The first thing she found is that young people today write far more than any generation before them. That’s because so much socializing takes place online, and it almost always involves text. Of all the writing that the Stanford students did, a stunning 38 percent of it took place out of the classroom—life writing, as Lunsford calls it. Those Twitter updates and lists of 25 things about yourself add up.
It’s almost hard to remember how big a paradigm shift this is. Before the Internet came along, most Americans never wrote anything, ever, that wasn’t a school assignment. Unless they got a job that required producing text (like in law, advertising, or media), they’d leave school and virtually never construct a paragraph again.
But is this explosion of prose good, on a technical level? Yes. Lunsford’s team found that the students were remarkably adept at what rhetoricians call kairos—assessing their audience and adapting their tone and technique to best get their point across. The modern world of online writing, particularly in chat and on discussion threads, is conversational and public, which makes it closer to the Greek tradition of argument than the asynchronous letter and essay writing of 50 years ago.

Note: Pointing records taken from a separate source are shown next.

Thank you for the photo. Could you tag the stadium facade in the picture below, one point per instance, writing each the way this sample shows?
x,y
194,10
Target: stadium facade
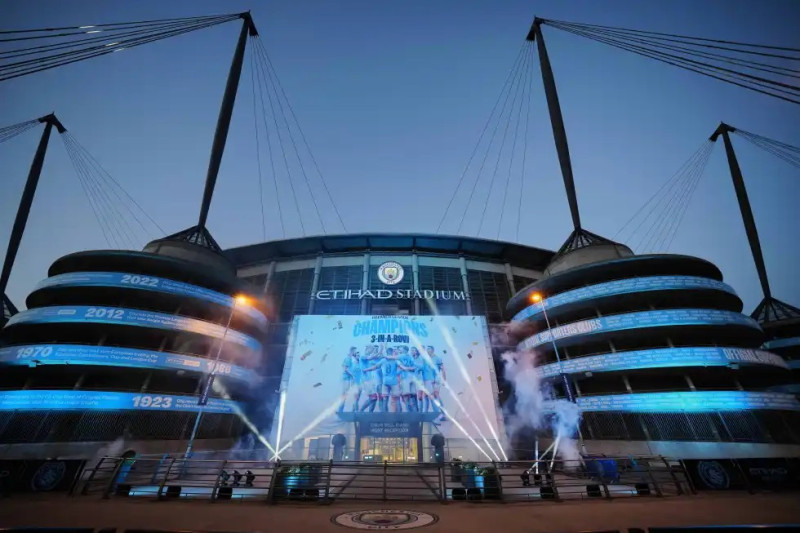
x,y
655,351
384,347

Henry Jenkins the De Florez professor of the Comparative Studies Media Program at MIT produced a report on media
literacy for the MacArthur Foundation in 2006, Howard Rheingold described Jenkins thinking as an entire approach to culture. A culture that Jenkins describes as a Participatory Culture.
Howard Rheingold wrote
The vast repository of information available online has changed forever our certainty about authority.
As such, the locus of responsibility for determining the accuracy of texts has shifted from the publisher to the reader.So, the ability to be critical, and to ask the right questions is a key skill in terms of media literacy
Jenkins himself writes, ‘we have also identified a set of core social skills and cultural competencies that young people should acquire if they are to be full, active, creative, and ethical participants in this emerging participatory culture.’ Our new networked and read-write participatory society offers a multiverse of ways to interact, however, we need new literacies premised upon the principal of Engagement.

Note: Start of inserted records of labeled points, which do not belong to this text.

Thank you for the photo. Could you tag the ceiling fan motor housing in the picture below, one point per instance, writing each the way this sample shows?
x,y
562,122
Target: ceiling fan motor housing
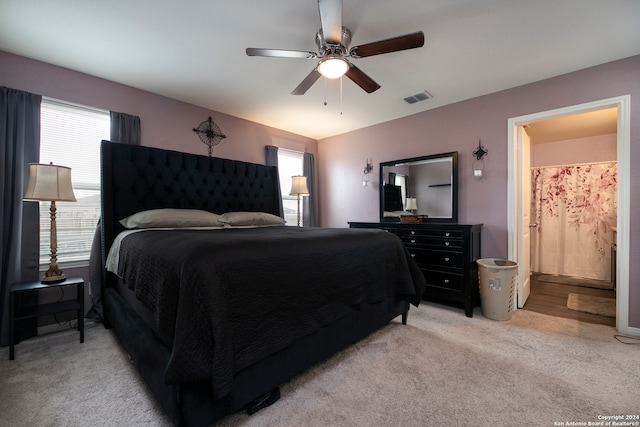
x,y
325,48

* Play – the capacity to experiment with your surroundings as a form of problem-solving
* Performance – the ability to adopt alternative identities for the purpose of improvisation and discovery
* Simulation – the ability to interpret and construct dynamic models of real world processes
* Appropriation – the ability to meaningfully sample and remix media content
* Multitasking – the ability to scan one’s environment and shift focus as needed to salient details.

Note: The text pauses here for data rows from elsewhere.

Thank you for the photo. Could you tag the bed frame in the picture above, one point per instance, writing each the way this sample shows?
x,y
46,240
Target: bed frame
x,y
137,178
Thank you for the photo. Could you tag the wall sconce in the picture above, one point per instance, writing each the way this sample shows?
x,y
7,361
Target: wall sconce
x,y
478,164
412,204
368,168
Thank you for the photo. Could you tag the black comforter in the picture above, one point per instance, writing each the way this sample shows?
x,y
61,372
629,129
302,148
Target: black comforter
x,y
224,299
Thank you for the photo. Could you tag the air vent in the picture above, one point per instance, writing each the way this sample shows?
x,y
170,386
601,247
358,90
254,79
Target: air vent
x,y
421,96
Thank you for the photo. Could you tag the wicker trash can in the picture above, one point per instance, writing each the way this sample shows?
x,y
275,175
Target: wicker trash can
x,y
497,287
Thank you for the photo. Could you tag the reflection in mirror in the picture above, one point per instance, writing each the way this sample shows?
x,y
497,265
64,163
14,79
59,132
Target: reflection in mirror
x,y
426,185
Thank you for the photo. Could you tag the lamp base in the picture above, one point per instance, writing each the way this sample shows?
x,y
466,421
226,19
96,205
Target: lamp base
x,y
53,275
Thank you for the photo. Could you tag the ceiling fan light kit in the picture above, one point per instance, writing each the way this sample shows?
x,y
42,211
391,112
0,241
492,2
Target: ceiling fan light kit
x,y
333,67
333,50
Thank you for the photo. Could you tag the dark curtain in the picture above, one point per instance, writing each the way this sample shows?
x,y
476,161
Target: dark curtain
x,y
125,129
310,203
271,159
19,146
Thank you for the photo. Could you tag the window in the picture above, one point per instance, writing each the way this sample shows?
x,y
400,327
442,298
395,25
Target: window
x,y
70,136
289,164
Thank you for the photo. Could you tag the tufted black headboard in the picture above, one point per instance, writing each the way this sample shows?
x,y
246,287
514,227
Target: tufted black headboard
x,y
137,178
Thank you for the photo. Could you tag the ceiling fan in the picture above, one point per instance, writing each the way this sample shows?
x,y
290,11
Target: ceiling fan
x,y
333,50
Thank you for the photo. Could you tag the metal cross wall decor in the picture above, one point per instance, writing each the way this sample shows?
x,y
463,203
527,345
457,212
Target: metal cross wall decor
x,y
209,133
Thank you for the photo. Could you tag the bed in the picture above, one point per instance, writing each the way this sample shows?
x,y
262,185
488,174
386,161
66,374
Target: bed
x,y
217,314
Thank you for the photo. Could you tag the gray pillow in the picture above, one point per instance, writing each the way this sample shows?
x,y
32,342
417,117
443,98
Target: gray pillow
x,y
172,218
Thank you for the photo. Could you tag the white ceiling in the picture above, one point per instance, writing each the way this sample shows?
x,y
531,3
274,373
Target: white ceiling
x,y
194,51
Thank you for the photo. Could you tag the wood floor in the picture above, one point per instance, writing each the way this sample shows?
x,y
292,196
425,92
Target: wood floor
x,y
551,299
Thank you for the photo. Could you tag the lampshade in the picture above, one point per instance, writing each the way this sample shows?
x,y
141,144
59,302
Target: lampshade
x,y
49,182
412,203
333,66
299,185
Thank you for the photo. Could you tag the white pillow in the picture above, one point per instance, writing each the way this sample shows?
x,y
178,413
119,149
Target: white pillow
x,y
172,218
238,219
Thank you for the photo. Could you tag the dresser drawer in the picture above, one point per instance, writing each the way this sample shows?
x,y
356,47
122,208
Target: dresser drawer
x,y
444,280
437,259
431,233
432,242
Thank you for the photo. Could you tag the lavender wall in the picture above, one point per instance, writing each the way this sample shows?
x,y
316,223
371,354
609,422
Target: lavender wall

* Distributed cognition – the ability to interact meaningfully with tools that expand mental capacities
* Collective intelligence – the ability to pool knowledge and compare notes with others toward a common goal
* Judgment – the ability to evaluate the reliability and credibility of different information sources
* Transmedia navigation – the ability to follow the flow of stories and information across multiple modalities
* Networking -the ability to search for, synthesize, and disseminate information
* Negotiation – the ability to travel across diverse communities, discerning and respecting multiple perspectives, and grasping and following alternative norms.
Stephen Heppell considers the 21st century to herald the ‘learning age’. In the 20th century, he argues, we built big things (railways, universities) but the focus for the 21st century is ‘helping people to help each other’, Learning should be a part of all our lives an open, living breathing system where the intelligence and knowledge is shared and distributed – our institutions should become networks that
overlap and connect.
The danger is that our traditional schools and colleges will lag behind, designed by people from a world that used to be, for a world that will be no more, rather like our armies, which were always well trained for the last war. If we fail, this time, to leap beyond our own experience, we will fail our youth. It is indeed a time for bold imaginings, for reinventing what we understand by education. It is also time to realize that there can be schools in unlikely places, places which we never thought of schools before. Only in that way will young people acquire the self-confidence that is the prerequisite of self-respect and responsibility.